モトローラの新型RazrはeSIMオンリーの折りたたみスマホ
モトローラの新型razrは物理SIMトレイのないeSIMのみのAndroid端末です。
米Motorolaが2019年11月に発表した最新のrazr(レイザー)はディスプレイを折りたたむことができるFoldableスタイルのスマートフォンとして注目を集めています。
SamsungのGalaxy Foldは横方向に開くタイプですが、Motorolaの新型razrは2000年代に人気だった初代Razr「V3」と同じく縦方向に開くタイプ。
Galaxy Foldは開くとタブレットにもなるスマートフォンという位置付けですが、razrは開いてもスマートフォンサイズというのが大きな違いと言えます。
ディスプレイサイズは外側の小さい方が2.7インチで縦横比4:3、メインの内側の方が6.2インチで縦横比21:9となっています。
さてこの新型razrですが、折りたたみディスプレイを搭載したAndroid端末というだけではなく、eSIMオンリーという点も特徴的で、なかなか近未来的と言えます。
以下がrazrの公式ページに記載されているスペックになります。
ConnectivityのセクションにあるSIM Cardの項目には「eSim」とだけ記載があり、nano SIMなどの記載は一切ありません。
現在一般販売されているスマートフォンでeSIMオンリーというものはまだないので、このモトローラのrazrが初となりそうです。
eSIMのみに至った経緯などはわかりませんが、折りたたむと手のひらに収まるほどのコンパクトなサイズなため、物理SIM用のトレイは構造的に難しかったのかもしれません。
いずれにせよ、かなり大胆な決断と言えます。
このeSIM、現時点ではGSMA準拠かどうかがまだわかっていません。GSMA準拠であれば様々なeSIMプロファイルを追加して使用できますが、そうでなければ端末を購入したキャリアにロックされてしまうことになります。
新型razrは12月26日にアメリカで予約注文が開始され、発売は2020年1月となる予定ですが、まずはベライゾンのみが販売するようです。その他イギリスなどでも発売が予定されていますが、日本は未定。
気になる価格ですが、アメリカでは$1500と日本円で約16万円強。Galaxy Foldと比較すれば安いですが、新型iPhoneよりも高価。スペック的に考えると割高感があり、やはり折りたたみ式ディスプレイという部分の付加価値が価格に反映されているといった値付けです。
ひと昔前に人気を博したRazrの復刻版、そして折りたたみスタイルということで、特にアメリカでは$1500という価格でも一定の需要はあるのかもしれません。

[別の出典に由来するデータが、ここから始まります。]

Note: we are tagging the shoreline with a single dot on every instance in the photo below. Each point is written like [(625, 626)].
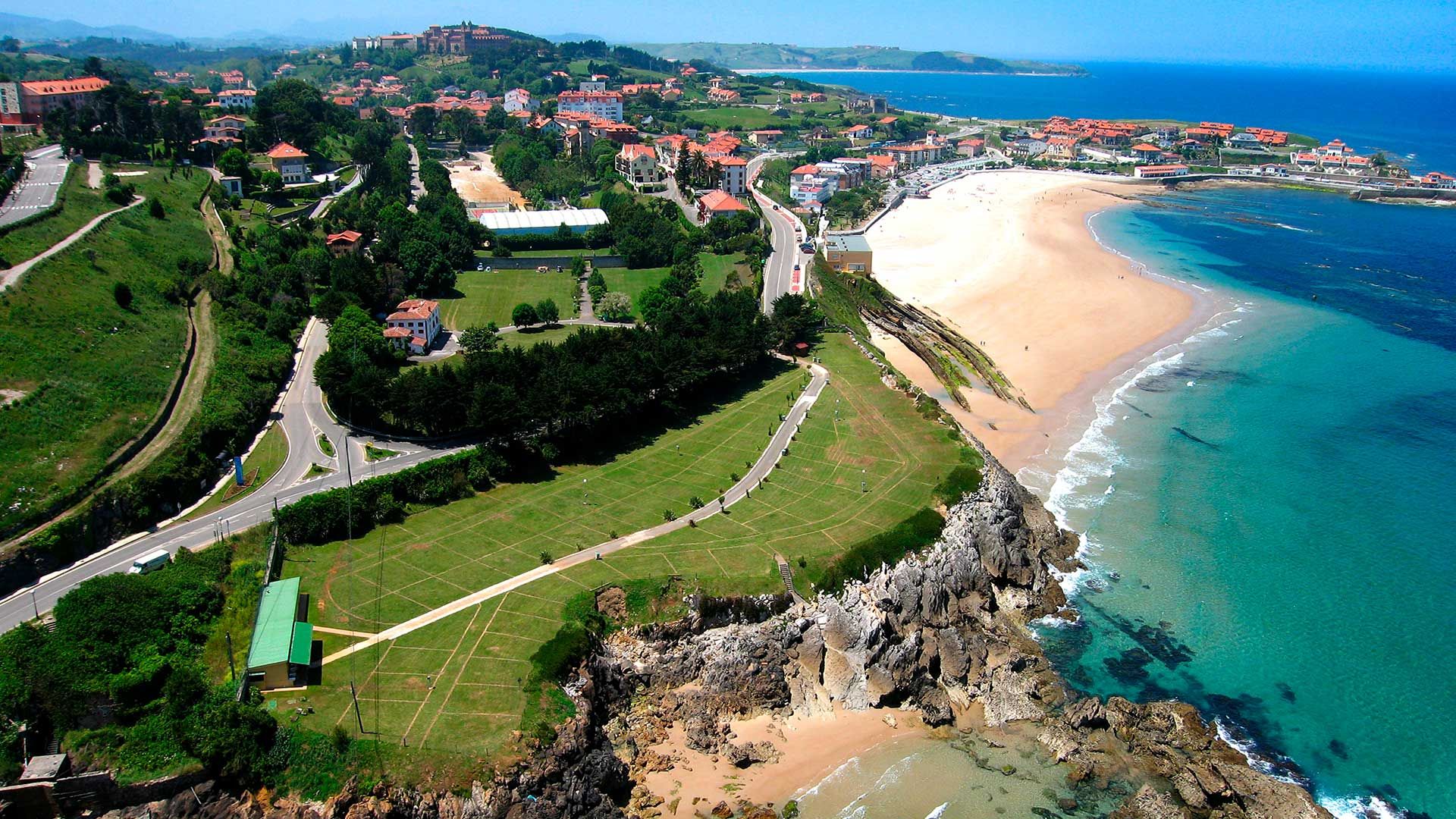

結局のところrazrという機種(ブランド)、そして折りたたみディスプレイにどれだけの価値を置くかという各々の判断にはなってきますが、カメラを含めたスペック的な面からだとeSIM対応のAndroid端末ではPixel 4の方が安いですし魅力的という意見も多く出るはずです。
いずれにせよ日本での発売はまだ未定ですし、もし海外から輸入するとしてもGSMAスタンダードなeSIMなのかという点、そしてBand対応をしっかり確認する必要があります。
余談ですが、現在モトローラと一般に呼ばれているのは正確には「モトローラ・モビリティ」という会社で、旧モトローラ社が2011年に分割されてできた携帯端末メーカーです。
2011年にGoogleが買収しましたが、その後2014年に特許(の大部分)以外を中国のPC製造大手レノボに売却したため、現在は中国レノボグループの傘下となっています。